Genus Pellorneum

 

Spot-throated Babbler - Its natural habitats are subtropical or tropical moist lowland forests and subtropical or tropical moist montane forests.

 

Pellorneum fuscocapillus - The Brown-capped Babbler is an endemic resident breeding bird in Sri Lanka. Its habitat is forest undergrowth and thick scrub.

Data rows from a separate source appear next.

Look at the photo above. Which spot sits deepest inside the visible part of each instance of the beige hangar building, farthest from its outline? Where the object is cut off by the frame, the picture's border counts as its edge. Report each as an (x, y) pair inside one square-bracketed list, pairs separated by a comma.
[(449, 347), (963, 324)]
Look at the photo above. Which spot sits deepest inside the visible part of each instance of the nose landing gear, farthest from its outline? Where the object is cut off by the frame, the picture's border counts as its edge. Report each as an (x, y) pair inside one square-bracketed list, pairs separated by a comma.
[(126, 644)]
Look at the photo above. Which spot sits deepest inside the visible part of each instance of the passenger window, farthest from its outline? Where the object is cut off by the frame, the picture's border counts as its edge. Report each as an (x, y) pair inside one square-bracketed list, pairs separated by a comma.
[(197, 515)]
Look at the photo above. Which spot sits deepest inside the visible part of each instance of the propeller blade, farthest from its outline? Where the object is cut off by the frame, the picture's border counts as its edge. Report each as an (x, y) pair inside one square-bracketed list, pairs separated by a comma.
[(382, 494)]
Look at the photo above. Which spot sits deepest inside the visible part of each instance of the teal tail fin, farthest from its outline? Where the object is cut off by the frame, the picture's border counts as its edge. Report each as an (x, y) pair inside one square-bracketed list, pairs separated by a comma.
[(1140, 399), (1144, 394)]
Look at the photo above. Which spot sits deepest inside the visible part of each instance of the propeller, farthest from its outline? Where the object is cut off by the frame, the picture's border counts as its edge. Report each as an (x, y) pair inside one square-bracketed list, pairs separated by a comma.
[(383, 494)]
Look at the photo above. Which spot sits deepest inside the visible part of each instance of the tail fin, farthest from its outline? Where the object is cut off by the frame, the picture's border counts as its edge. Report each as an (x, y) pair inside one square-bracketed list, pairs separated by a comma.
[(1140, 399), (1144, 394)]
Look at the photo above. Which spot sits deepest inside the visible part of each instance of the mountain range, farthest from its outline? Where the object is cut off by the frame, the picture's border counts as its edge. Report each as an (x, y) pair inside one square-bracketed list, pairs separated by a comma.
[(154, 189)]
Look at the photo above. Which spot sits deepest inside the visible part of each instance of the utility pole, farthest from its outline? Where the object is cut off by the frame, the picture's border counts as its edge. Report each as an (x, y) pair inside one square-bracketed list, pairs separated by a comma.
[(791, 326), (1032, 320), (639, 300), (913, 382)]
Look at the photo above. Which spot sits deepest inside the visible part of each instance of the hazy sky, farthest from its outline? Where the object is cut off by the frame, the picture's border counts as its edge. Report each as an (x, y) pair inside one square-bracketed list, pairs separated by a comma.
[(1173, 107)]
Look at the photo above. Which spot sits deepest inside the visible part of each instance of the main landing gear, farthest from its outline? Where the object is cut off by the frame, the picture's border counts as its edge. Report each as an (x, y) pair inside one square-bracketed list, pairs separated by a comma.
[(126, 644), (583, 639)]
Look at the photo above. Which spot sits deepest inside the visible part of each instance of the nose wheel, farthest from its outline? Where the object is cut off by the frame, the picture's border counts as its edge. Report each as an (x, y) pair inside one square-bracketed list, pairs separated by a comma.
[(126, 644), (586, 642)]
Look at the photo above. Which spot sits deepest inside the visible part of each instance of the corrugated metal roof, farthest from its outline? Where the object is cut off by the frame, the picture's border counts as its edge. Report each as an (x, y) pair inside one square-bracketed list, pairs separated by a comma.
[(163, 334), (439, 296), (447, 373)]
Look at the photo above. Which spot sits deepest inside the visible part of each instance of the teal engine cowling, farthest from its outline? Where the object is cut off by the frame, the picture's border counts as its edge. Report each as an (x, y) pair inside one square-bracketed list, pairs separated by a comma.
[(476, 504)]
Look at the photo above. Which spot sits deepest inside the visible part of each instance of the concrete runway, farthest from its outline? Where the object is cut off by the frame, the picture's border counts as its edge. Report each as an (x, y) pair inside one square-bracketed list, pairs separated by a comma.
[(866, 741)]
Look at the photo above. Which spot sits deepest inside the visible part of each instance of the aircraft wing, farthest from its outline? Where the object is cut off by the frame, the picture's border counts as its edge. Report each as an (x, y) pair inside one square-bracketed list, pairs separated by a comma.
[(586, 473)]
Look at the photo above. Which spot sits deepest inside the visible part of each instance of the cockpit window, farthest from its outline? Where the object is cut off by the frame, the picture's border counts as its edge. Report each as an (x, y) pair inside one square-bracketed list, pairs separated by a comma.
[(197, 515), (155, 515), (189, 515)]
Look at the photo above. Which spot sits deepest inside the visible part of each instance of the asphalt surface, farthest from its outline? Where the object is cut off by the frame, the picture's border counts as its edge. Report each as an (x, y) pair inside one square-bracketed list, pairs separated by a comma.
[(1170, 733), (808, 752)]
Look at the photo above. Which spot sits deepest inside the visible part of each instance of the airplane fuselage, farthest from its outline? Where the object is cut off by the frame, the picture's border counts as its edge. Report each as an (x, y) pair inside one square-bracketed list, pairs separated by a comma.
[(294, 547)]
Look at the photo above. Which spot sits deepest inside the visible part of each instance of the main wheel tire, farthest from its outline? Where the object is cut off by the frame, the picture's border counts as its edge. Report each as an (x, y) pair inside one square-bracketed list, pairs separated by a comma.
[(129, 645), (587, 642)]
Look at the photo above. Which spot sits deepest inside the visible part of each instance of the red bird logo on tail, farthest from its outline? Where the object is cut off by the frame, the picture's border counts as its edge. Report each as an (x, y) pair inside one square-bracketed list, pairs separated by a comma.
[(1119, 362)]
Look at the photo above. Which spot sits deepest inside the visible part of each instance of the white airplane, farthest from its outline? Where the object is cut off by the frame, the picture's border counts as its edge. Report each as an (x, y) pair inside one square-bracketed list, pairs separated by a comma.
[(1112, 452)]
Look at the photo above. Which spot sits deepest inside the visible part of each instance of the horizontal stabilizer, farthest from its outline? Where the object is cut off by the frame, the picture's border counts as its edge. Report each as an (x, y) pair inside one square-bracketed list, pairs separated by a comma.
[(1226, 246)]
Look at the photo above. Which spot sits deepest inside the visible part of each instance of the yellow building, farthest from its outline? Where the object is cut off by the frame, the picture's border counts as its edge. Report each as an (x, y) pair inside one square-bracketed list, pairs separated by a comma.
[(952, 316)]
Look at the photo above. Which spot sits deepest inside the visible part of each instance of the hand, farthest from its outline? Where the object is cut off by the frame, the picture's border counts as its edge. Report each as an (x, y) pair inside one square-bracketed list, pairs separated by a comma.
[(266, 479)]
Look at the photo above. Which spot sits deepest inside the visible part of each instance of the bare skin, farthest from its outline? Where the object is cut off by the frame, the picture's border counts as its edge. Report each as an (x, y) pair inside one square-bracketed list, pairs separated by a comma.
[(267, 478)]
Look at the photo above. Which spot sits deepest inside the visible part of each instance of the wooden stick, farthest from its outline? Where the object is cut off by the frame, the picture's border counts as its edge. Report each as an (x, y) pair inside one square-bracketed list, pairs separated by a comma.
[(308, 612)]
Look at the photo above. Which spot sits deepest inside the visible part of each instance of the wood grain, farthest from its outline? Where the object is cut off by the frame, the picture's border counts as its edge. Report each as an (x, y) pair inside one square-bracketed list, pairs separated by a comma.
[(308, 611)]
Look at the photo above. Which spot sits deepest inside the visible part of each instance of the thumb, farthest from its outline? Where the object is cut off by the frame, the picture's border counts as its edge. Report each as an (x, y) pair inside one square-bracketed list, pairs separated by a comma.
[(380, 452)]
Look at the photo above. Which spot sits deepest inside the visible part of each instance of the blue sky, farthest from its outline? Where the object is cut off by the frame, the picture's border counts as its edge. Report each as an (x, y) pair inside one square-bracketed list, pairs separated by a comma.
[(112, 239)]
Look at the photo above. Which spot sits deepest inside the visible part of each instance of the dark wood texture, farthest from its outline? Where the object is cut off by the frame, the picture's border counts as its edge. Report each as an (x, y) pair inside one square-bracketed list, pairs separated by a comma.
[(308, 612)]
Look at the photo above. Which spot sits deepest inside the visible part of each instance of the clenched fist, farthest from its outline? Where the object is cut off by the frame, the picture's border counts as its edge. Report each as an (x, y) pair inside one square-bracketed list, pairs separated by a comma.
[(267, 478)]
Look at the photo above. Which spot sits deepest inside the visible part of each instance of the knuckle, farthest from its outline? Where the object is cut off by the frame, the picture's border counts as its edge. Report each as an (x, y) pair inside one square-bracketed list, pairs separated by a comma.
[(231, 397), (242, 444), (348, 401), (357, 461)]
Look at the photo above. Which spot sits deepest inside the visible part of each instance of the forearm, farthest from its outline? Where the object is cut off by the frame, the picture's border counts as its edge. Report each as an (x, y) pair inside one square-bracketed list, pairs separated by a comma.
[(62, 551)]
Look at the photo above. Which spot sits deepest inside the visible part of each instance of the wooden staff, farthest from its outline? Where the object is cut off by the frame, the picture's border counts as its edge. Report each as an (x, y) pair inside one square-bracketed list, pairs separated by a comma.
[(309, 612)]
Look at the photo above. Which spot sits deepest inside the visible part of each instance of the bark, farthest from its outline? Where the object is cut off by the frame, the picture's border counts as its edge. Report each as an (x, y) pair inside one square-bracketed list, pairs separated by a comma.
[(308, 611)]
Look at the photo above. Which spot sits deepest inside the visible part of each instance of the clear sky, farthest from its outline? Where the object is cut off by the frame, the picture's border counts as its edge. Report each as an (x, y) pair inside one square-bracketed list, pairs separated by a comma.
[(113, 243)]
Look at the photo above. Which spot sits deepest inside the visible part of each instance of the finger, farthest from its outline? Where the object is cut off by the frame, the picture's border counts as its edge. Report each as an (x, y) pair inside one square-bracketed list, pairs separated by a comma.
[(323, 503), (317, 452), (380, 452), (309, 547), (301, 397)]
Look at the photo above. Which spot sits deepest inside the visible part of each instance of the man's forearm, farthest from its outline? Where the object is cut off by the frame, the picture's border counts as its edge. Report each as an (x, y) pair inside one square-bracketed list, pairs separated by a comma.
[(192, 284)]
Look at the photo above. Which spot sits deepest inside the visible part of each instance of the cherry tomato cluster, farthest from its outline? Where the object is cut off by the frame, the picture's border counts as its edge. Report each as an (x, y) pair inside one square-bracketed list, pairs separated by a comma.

This species, like most babblers, is not migratory, and has short rounded wings and a weak flight.

 

Marsh Spotted Babbler - The Marsh Babbler, Pellorneum palustre, is an Old World babbler. The Old World babblers are a large family of passerine birds characterised by soft fluffy plumage. These are birds of tropical areas, with the greatest variety in southeast Asia. Marsh Babbler is endemic to the Brahmaputra floodplain, its associated tributaries and adjacent hill ranges in Assam, Arunachal Pradesh and Meghalaya in India and eastern Bangladesh.

 

Spotted Babbler - This bird is a common resident breeder in the Himalayas and the hills of Pakistan and India and parts of southeast Asia. Like most babblers, it is not migratory, and has short rounded wings and a weak flight. Its habitat is scrub and bamboo thickets, where it builds its nest on the ground, laying 2-5 eggs.